You are viewing a plain text version of this content. The canonical link for it is here.
Posted to user@nutch.apache.org by Günter Ladwig <la...@searchhaus.net> on 2013/11/20 12:07:38 UTC

UpdateDbJob increases fetchtime of unfetched pages

Hi all,

I’m currently using Nutch 2.2.1 and noticed what seems to a be a bug in the update step. Everytime I run a crawl (using a modified bin/crawl script), the fetchtime is updated even for pages that were not fetched during the current crawl. 

I found the related bug report NUTCH-1457 [1] through a previous post on this list [2].

For me this means that Nutch 2.2.1 is unusable. I want to run continuous crawls in order to keep a Solr index of a website up-to-date. This bug basically ensures that most pages will never be fetched again as their fetchtime is increased on each updatedb.
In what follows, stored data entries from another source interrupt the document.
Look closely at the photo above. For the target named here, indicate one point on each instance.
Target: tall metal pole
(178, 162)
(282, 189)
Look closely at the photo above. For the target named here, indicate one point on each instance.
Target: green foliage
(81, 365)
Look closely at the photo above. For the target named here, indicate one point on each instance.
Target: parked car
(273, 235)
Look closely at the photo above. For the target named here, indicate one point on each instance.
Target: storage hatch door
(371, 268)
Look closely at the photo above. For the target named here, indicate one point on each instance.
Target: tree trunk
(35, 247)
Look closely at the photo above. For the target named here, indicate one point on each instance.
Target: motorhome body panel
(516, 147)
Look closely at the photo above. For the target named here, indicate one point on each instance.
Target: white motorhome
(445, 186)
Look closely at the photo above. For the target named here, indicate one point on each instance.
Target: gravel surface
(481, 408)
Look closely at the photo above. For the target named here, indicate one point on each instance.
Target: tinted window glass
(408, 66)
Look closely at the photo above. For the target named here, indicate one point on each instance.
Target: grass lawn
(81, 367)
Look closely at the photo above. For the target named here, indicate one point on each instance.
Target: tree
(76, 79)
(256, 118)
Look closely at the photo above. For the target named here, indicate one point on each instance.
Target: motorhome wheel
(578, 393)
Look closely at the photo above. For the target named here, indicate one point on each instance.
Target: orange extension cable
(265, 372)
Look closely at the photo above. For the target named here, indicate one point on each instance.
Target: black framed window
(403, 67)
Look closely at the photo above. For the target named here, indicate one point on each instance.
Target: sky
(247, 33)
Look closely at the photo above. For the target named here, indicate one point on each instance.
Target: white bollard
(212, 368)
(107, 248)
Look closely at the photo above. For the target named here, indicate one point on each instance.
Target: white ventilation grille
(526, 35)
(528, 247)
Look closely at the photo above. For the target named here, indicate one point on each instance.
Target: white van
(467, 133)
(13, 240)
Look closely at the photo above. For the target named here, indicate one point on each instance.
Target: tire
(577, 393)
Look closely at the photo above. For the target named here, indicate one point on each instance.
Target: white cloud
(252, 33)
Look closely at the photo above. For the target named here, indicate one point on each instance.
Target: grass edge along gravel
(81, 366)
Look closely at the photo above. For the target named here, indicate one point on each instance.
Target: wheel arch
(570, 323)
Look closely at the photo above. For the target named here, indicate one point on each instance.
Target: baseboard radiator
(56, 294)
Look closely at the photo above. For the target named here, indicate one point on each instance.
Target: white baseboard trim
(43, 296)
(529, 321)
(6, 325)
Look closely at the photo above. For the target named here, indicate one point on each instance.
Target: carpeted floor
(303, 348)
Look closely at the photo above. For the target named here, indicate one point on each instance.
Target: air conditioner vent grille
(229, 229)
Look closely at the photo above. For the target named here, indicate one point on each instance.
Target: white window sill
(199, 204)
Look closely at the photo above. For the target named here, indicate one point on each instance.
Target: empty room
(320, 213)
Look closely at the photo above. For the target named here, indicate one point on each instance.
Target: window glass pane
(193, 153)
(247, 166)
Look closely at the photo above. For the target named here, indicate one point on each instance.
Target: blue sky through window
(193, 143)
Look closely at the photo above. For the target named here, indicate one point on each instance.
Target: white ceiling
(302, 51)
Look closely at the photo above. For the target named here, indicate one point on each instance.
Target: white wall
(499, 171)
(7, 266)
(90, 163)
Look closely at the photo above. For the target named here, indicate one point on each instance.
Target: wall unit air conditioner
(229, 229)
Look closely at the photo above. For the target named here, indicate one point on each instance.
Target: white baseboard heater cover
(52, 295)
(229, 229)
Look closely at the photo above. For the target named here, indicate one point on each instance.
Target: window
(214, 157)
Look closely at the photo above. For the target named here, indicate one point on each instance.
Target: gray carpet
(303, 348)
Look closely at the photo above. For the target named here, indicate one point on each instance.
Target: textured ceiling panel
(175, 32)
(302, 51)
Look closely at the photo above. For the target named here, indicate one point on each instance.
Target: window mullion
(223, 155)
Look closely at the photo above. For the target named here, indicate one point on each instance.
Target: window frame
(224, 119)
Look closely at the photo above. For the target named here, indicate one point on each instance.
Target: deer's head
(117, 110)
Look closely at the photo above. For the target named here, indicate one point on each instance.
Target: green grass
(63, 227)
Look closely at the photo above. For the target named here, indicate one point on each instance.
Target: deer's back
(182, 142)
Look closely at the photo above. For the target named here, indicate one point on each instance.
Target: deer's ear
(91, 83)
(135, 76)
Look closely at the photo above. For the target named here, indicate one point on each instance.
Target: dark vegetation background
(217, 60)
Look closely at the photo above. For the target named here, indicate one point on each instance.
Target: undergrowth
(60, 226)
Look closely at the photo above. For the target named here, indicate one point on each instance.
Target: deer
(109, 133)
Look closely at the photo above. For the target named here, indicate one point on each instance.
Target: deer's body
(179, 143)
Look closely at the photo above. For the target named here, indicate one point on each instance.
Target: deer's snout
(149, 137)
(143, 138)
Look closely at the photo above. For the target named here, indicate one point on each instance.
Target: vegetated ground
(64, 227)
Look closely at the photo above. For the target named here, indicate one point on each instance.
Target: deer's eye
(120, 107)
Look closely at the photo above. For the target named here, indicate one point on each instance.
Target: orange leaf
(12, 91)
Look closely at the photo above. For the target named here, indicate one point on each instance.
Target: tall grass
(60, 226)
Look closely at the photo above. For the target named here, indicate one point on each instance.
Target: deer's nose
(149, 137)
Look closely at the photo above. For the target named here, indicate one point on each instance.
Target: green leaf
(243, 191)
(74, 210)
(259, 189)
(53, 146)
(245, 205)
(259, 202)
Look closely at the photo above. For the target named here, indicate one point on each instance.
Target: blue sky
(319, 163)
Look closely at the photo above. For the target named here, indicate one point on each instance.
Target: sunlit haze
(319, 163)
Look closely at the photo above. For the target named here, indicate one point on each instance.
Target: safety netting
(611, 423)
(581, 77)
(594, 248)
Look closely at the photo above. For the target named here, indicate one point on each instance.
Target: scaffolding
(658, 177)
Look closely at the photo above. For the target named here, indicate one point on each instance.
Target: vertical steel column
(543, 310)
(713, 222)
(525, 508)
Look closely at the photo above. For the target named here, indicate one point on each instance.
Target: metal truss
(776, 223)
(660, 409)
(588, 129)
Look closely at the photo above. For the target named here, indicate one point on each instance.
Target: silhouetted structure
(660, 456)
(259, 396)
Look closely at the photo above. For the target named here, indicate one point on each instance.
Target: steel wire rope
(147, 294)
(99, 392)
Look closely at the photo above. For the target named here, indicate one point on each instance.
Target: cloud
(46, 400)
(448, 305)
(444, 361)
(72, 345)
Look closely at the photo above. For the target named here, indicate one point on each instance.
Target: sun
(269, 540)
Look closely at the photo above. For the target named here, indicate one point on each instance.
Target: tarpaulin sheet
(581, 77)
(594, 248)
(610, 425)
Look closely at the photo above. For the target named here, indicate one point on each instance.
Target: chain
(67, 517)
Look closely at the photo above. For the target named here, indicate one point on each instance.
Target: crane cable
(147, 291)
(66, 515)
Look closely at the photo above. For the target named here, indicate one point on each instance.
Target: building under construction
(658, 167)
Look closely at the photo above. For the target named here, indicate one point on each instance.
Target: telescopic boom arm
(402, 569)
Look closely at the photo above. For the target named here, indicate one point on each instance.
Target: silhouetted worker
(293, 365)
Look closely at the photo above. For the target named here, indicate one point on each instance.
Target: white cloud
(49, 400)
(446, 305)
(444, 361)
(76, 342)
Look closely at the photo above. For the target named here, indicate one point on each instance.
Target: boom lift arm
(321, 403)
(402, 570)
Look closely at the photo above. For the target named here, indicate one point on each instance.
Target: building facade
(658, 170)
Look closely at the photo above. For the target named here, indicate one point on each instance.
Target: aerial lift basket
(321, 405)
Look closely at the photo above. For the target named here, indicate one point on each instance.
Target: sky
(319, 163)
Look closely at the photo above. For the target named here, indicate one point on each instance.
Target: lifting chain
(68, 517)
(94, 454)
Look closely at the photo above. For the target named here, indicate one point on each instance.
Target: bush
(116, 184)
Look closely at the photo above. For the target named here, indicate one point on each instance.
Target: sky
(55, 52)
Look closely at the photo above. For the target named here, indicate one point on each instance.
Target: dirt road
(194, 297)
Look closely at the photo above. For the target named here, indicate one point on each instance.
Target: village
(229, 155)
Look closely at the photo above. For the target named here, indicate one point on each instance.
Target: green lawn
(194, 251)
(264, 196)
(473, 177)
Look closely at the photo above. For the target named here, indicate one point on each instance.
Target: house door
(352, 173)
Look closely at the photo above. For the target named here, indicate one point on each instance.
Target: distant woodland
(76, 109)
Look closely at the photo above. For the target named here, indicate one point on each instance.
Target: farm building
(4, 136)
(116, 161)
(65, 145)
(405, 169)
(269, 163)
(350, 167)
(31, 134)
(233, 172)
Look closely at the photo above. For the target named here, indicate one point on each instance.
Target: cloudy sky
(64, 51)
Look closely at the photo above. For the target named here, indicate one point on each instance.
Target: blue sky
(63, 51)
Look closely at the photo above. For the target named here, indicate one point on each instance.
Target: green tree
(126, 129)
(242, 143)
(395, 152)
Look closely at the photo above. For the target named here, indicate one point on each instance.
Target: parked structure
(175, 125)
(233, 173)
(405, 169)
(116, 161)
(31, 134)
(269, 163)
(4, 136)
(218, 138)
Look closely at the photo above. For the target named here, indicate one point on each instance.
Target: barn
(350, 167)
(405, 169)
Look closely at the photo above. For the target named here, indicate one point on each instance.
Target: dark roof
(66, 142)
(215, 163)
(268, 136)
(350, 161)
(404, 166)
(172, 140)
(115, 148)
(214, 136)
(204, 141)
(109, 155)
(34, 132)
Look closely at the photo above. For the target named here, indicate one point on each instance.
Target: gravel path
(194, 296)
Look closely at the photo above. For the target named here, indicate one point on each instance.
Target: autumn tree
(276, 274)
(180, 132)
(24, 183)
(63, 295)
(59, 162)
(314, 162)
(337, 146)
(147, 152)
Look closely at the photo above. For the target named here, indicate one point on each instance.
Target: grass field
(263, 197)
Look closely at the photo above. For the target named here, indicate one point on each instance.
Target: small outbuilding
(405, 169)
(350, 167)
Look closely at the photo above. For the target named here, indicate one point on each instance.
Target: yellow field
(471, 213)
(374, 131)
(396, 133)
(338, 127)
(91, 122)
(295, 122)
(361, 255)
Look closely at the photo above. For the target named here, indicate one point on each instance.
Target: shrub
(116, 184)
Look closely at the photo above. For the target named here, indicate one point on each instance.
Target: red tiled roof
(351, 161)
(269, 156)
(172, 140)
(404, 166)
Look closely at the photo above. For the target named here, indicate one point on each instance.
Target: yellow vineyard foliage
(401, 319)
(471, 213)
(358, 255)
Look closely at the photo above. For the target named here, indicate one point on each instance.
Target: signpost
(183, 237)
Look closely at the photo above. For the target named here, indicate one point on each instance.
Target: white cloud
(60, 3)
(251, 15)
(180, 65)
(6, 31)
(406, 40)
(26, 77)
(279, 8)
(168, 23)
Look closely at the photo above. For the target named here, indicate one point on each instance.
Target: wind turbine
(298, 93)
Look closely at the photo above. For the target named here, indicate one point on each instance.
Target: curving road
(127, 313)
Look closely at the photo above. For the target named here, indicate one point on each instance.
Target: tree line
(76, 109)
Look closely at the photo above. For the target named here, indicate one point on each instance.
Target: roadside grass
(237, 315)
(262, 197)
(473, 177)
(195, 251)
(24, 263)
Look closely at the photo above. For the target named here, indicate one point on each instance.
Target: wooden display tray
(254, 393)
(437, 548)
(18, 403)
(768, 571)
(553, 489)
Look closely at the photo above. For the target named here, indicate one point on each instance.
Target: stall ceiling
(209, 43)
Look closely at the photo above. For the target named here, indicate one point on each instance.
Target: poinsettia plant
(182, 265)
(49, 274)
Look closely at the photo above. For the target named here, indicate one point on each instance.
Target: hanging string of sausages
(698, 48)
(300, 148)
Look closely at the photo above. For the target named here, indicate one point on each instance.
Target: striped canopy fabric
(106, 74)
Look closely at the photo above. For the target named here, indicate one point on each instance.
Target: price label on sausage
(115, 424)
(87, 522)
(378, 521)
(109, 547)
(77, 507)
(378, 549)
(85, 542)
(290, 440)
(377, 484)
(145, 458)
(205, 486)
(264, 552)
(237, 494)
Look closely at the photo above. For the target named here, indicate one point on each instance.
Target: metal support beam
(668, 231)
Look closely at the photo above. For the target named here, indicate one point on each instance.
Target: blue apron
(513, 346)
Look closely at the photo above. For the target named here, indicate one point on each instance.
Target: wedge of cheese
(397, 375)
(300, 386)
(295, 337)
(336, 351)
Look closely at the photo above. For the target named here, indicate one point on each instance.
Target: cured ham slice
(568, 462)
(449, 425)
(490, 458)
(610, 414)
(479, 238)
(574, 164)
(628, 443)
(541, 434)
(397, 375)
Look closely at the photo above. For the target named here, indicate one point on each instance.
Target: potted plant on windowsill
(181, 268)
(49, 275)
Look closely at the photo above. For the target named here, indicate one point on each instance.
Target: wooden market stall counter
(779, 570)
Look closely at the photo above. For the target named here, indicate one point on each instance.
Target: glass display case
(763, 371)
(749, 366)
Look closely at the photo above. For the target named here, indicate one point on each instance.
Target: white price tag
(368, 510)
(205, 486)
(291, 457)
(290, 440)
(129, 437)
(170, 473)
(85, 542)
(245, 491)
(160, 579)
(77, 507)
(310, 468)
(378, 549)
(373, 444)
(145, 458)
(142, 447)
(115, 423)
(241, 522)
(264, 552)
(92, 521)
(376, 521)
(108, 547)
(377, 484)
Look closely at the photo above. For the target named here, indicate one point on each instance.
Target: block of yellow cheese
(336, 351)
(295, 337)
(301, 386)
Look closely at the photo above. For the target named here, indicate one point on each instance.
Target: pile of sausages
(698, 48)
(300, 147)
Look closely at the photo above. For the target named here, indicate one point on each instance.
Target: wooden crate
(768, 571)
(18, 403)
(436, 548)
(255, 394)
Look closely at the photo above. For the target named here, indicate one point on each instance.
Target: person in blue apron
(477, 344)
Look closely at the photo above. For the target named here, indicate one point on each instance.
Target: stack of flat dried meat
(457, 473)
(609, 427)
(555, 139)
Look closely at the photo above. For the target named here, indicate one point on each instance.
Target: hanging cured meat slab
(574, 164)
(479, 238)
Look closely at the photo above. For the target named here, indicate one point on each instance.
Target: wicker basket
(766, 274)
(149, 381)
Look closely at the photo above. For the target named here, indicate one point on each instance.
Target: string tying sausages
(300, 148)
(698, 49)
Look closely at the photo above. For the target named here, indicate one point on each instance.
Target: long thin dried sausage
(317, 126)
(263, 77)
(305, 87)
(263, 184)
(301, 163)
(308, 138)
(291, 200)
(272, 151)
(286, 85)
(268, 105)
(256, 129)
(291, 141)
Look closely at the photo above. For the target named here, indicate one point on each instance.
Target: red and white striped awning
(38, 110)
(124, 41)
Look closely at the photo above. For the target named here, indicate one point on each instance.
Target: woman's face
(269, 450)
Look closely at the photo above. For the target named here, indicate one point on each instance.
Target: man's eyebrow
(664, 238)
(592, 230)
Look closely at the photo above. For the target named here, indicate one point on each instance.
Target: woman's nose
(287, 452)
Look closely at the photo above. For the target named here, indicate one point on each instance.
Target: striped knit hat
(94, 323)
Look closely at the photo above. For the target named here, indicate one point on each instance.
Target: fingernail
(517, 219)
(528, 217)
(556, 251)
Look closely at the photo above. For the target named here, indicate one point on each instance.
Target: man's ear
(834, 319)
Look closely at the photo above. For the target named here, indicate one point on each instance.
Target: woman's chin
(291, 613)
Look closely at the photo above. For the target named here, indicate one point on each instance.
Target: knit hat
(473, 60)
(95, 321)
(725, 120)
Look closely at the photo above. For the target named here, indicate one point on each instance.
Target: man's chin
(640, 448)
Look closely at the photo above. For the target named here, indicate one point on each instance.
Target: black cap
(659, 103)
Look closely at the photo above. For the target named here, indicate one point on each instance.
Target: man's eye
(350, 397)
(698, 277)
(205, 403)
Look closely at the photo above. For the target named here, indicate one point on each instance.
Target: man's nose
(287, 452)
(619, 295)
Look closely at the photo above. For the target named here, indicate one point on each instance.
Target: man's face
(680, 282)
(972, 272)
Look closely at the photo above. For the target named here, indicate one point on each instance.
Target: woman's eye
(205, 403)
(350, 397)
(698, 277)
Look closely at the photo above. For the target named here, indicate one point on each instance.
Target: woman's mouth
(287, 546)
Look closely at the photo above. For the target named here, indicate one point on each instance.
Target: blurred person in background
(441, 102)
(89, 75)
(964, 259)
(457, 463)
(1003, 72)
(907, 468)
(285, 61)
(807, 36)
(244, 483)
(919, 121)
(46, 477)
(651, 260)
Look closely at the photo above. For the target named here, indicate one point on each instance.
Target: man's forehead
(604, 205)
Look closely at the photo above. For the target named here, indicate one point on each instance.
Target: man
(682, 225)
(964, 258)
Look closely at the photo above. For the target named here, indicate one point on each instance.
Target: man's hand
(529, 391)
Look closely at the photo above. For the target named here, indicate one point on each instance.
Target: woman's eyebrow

Is there a workaround? Does this problem appear in Nutch 1.7?

Cheers,
Günter

[1] https://issues.apache.org/jira/browse/NUTCH-1457
[2] http://lucene.472066.n3.nabble.com/updatedb-in-nutch-2-0-increases-fetch-time-of-all-pages-td4008429.html

Re: UpdateDbJob increases fetchtime of unfetched pages

Posted by Günter Ladwig <la...@searchhaus.net>.
Hi,

thanks for the info, I tried the patch. Unfortunately it does not work correctly in my case.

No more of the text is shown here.